"Might not that be a proof that, after all, the much talked of unhappiness of such people is not so very great?"
"Perhaps so; but perhaps, also, it only proves that man is very reluctant to abandon his last hope. Why does the wanderer who has lost his way drag himself forward through the deep snow? Why does the poor shipwrecked mariner strain his eyes for half a century gazing over the wild waste of waters? Why does the criminal condemned for life not dash his brains out against his prison walls? Why does the poor fellow who is to be hanged on the morrow not hang himself the night before? Before their unhappiness is not so very great? Pshaw! You do not believe that. Simply because a faint glimmer of hope still shines through the hell of their suffering, like the pale streak there in the east. If that faint gleam too should fade away, then, yes, then old Mother Night would have to take back her poor lost child, the mild, good, loving Night of Death."
After a short pause, during which the baron had been puffing great clouds of smoke from his cigar, he continued in a somewhat calmer tone:--
"I am several years older than you, and Fate has allowed me to see in a short time more of life than is commonly given to man. I have that, of which Goethe's friend in gray wished him the greatest possible amount: Experience. I might have learnt, and I ought to have learnt, therefore, that there is no hope in life for me and people like me; but, although I say: I have no more hope! I still go on hoping in secret that some happiness will come, as the consumptive ever hopes to be cured. Take for instance a party like that which we have just left. I know how hollow the joys of these people are; how many care-worn faces, how many guilty blushes are hid behind the smiling company-masks; I know that this pretty girl will be, ten years hence, an unhappy wife, if she is not an idiot; that this handsome fellow, who carries his head so high, and looks as if he could perform the twelve labors of Hercules in a single day, will be a coarse country bumpkin, who ill-treats his tenants and strikes his wife; I know that, and I know more than that, and I have seen it a thousand and ten thousand times in life, and yet I am not blasé for all that. This treacherous Fata Morgana has yet charms for me; every budding girl-flower awakens the hope in me, I might really for once love and be loved; every fine manly fellow makes me believe once more in friendship. Would you have believed me such a fool?"

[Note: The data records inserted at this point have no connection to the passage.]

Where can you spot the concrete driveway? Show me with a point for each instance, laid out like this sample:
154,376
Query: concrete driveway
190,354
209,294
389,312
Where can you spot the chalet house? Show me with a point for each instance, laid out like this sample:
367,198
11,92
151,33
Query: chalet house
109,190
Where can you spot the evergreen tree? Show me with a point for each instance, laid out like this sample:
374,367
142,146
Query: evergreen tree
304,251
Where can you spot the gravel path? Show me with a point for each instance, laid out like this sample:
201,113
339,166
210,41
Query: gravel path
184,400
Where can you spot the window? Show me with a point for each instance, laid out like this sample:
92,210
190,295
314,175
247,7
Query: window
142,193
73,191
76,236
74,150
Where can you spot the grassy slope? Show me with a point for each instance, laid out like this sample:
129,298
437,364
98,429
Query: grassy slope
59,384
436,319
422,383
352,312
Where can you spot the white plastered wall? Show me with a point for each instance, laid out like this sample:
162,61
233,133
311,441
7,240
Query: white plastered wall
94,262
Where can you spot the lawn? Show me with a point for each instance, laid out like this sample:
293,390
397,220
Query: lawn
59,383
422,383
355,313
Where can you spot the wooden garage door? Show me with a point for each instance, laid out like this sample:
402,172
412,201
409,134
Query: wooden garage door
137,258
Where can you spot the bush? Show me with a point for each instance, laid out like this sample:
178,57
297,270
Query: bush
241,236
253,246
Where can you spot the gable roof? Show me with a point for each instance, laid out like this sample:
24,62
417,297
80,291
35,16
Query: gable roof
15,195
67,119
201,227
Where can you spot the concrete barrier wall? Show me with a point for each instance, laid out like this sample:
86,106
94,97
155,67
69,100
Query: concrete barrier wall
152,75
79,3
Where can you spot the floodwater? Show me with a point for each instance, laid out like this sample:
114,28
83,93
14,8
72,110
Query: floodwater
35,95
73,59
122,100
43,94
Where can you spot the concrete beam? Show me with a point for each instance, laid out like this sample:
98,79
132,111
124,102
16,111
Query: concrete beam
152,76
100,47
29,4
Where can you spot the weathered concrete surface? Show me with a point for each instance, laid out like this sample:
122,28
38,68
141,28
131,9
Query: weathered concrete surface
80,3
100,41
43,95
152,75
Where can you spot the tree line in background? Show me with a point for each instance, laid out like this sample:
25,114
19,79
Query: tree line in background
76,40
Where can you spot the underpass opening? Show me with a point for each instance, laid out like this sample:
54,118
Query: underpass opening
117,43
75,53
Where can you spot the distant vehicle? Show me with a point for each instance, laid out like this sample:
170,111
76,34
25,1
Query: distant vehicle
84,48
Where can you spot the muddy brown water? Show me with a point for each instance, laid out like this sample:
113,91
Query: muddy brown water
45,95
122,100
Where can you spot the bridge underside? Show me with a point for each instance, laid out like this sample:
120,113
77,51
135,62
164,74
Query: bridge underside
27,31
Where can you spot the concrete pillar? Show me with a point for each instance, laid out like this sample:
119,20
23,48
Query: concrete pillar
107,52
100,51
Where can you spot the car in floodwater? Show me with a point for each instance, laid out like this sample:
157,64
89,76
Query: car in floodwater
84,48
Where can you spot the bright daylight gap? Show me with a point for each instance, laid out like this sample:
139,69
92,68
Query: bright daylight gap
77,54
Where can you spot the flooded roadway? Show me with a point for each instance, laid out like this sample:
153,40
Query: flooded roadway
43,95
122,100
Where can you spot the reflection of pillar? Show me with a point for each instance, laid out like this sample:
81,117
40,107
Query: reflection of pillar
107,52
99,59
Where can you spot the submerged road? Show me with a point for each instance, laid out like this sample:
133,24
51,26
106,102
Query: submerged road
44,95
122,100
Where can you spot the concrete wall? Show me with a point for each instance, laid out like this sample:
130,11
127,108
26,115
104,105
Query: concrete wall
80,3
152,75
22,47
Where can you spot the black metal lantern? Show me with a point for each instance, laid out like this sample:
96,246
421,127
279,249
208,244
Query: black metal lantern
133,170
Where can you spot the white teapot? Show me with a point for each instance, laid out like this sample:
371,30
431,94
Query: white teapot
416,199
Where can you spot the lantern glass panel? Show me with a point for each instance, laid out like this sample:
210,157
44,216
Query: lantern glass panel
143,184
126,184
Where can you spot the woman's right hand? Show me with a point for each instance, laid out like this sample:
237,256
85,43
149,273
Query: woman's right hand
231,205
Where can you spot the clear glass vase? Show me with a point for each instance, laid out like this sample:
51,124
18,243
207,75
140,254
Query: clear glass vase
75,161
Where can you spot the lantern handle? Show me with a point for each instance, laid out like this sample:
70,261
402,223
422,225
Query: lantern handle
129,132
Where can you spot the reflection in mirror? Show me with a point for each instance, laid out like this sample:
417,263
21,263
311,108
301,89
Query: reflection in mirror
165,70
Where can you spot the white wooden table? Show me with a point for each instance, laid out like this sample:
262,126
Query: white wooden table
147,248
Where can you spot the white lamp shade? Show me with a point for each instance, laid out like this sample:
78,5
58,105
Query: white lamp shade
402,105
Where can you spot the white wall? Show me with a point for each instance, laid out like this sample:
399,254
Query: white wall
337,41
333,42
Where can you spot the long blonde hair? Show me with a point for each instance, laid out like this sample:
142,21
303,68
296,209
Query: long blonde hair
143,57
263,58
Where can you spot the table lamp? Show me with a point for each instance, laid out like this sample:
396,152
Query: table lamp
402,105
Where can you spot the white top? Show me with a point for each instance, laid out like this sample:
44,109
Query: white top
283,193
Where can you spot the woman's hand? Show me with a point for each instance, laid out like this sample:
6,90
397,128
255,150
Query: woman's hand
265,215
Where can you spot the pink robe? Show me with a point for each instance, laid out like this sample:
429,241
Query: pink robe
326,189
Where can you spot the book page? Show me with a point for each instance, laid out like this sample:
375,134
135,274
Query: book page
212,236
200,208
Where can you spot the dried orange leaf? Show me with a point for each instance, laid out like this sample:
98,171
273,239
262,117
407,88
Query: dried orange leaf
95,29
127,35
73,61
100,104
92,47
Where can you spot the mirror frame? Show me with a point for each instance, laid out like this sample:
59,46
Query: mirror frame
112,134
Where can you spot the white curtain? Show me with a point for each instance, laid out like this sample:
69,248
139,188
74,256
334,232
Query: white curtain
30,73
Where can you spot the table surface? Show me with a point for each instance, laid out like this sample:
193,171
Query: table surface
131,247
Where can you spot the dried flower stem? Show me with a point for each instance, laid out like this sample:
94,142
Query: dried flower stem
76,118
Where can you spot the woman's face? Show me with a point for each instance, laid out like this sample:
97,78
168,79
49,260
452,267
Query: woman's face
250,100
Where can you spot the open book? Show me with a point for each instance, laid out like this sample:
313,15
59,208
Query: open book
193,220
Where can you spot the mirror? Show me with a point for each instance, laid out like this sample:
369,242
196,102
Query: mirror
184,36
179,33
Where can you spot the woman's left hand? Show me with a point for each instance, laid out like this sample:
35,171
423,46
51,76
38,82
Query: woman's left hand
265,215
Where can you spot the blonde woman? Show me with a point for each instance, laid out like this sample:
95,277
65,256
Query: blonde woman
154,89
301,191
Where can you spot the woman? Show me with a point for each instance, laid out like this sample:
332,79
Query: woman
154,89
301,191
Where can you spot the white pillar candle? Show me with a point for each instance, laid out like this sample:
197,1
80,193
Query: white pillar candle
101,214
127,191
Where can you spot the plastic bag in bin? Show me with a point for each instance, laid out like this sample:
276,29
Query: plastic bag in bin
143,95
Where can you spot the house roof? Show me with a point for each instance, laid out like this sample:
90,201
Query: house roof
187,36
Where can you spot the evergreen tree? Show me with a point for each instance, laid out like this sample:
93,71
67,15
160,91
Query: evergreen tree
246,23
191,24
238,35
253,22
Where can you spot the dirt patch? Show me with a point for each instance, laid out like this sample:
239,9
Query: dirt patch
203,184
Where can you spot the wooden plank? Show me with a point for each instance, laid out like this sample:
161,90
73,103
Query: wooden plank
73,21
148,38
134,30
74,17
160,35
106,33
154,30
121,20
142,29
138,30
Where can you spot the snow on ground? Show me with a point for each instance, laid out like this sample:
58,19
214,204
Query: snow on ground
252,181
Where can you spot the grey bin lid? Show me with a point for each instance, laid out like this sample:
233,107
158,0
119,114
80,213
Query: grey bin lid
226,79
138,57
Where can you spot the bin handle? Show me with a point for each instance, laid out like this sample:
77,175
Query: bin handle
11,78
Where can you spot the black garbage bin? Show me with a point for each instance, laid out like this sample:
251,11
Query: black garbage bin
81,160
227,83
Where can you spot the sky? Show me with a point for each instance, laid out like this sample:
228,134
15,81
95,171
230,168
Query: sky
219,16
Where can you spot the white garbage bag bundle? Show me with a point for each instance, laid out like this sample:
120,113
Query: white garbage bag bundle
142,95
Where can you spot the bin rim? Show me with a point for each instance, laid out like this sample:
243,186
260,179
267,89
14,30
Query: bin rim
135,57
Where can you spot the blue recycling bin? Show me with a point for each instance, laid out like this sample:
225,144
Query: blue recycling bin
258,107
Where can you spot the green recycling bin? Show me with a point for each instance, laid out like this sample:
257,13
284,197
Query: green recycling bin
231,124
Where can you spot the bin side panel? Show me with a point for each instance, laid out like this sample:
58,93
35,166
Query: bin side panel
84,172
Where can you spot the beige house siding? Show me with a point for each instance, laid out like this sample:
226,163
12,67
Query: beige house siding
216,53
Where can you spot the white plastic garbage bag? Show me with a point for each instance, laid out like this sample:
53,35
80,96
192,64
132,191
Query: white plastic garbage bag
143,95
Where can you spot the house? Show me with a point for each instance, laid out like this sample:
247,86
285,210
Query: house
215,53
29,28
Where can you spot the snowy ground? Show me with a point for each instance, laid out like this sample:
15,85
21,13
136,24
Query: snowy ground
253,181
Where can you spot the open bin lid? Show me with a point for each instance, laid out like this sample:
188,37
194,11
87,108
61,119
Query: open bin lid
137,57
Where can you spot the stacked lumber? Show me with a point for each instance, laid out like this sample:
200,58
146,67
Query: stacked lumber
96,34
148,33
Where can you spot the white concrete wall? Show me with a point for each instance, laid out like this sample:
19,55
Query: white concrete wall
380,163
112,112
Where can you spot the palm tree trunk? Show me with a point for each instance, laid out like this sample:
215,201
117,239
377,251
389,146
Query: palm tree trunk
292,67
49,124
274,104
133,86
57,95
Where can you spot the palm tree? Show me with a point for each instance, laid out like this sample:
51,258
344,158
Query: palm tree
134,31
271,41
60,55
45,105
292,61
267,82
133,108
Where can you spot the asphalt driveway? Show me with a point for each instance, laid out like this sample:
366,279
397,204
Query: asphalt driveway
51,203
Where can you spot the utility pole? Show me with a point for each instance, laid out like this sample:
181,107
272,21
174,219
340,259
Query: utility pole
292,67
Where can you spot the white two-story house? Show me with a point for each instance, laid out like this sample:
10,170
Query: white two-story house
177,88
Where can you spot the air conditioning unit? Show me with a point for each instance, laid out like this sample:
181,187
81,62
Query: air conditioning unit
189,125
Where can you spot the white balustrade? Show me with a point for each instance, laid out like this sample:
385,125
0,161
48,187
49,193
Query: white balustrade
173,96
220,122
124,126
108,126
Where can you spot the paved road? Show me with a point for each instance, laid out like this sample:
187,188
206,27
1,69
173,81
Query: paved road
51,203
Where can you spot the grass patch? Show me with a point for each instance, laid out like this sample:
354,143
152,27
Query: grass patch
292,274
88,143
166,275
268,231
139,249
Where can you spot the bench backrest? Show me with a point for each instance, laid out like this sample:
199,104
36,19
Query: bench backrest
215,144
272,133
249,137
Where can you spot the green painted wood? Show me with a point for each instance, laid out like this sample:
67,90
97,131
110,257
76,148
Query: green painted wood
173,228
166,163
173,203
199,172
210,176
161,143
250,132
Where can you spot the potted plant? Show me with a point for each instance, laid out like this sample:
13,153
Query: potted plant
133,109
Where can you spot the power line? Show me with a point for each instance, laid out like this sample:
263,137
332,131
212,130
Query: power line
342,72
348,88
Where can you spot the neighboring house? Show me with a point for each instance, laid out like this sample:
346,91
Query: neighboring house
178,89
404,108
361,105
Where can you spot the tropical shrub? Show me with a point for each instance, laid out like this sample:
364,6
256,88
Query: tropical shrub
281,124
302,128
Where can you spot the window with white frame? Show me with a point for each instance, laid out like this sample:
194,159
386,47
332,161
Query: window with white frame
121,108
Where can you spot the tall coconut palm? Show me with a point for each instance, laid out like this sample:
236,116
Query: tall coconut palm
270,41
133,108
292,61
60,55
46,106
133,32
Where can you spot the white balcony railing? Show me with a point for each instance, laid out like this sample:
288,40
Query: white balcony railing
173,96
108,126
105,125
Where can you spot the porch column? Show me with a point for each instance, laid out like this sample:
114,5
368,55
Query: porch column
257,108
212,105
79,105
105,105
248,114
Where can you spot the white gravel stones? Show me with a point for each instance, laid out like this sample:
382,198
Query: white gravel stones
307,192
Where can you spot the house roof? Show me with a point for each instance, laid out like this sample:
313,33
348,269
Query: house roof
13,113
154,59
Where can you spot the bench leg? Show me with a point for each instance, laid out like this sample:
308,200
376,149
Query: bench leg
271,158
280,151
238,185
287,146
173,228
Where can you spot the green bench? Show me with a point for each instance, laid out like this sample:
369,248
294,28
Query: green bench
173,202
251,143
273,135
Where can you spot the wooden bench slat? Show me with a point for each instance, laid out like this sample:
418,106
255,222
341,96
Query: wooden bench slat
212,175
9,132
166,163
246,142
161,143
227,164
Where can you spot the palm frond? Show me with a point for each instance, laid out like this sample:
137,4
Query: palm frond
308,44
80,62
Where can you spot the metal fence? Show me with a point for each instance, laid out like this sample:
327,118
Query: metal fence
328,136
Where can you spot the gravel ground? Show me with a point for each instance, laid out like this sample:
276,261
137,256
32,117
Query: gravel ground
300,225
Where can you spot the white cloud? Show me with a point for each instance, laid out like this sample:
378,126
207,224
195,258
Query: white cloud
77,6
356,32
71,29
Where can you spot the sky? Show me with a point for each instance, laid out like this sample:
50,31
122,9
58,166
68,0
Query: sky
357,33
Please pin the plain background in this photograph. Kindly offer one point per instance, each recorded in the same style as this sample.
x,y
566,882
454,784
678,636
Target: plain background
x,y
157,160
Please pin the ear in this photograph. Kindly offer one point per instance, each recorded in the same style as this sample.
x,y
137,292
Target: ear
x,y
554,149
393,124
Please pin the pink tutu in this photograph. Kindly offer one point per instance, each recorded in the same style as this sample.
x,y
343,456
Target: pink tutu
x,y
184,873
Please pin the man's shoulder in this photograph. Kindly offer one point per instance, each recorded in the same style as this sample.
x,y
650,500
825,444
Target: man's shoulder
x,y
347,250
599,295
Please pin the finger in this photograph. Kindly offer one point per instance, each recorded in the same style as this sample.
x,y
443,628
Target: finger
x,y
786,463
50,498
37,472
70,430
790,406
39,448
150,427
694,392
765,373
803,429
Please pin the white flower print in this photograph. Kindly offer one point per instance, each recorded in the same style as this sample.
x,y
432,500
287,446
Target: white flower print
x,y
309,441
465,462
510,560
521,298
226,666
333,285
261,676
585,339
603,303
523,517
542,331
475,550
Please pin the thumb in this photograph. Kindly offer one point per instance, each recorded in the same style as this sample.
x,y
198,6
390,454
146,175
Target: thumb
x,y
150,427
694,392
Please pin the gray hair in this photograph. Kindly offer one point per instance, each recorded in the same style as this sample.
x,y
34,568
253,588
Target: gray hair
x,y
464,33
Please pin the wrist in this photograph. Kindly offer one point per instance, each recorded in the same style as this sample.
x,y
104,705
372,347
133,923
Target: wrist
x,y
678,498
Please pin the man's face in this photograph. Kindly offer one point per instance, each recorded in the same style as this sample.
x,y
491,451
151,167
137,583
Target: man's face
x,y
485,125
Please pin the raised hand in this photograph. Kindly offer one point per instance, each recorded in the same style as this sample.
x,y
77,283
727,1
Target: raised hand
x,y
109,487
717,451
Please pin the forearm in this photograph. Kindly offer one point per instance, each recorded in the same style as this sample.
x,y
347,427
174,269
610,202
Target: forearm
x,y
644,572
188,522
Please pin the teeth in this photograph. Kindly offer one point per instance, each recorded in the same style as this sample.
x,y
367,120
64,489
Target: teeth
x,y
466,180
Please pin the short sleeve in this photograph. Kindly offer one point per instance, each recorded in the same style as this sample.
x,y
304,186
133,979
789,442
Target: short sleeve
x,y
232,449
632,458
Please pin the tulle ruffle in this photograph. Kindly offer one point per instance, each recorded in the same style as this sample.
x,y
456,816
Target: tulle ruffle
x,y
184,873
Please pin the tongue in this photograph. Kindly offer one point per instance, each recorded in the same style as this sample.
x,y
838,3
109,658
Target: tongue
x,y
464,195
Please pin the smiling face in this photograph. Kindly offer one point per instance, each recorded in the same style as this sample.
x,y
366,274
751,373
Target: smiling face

"I should not have thought you could think and feel thus."
"And you were perfectly right," said the baron. "I only think and feel so when I am dead drunk, as now.--What was that?"
A loud cry came from a little distance through the silent morning--and once more, louder, desperate, as if a woman, for it was a woman's voice, sees the murderer's knife raised in his hand. Before them lay a piece of woodland; the road went around it; the cry must have come from the other side, which was hid from them by a few detached oak-trees and thick underwood.
"Go on, Charles, faster!" cried the baron.
The coachman whipped his horses. The noble creatures, as if amazed at such undeserved treatment, rushed headlong forward, so that the two men in the carriage began to tremble. In an instant they were at the corner. As soon as they could see the other side they beheld a strange sight--A strangely dressed, dark-complexioned woman, with a piece of red stuff twisted like a turban around her bluish-black hair, ran shrieking after three horsemen, who spurred their horses to make their best speed, and instantly disappeared behind another turn in the road. As the baron's carriage came thundering up, the woman jumped aside and cried, with screaming voice, lifting her hands as if in prayer: "My child--my child! they have robbed me of my child!"
The coachman found it hard to stop the horses. Oswald, who had at once recognized the Brown Countess in the woman, had jumped down from the carriage.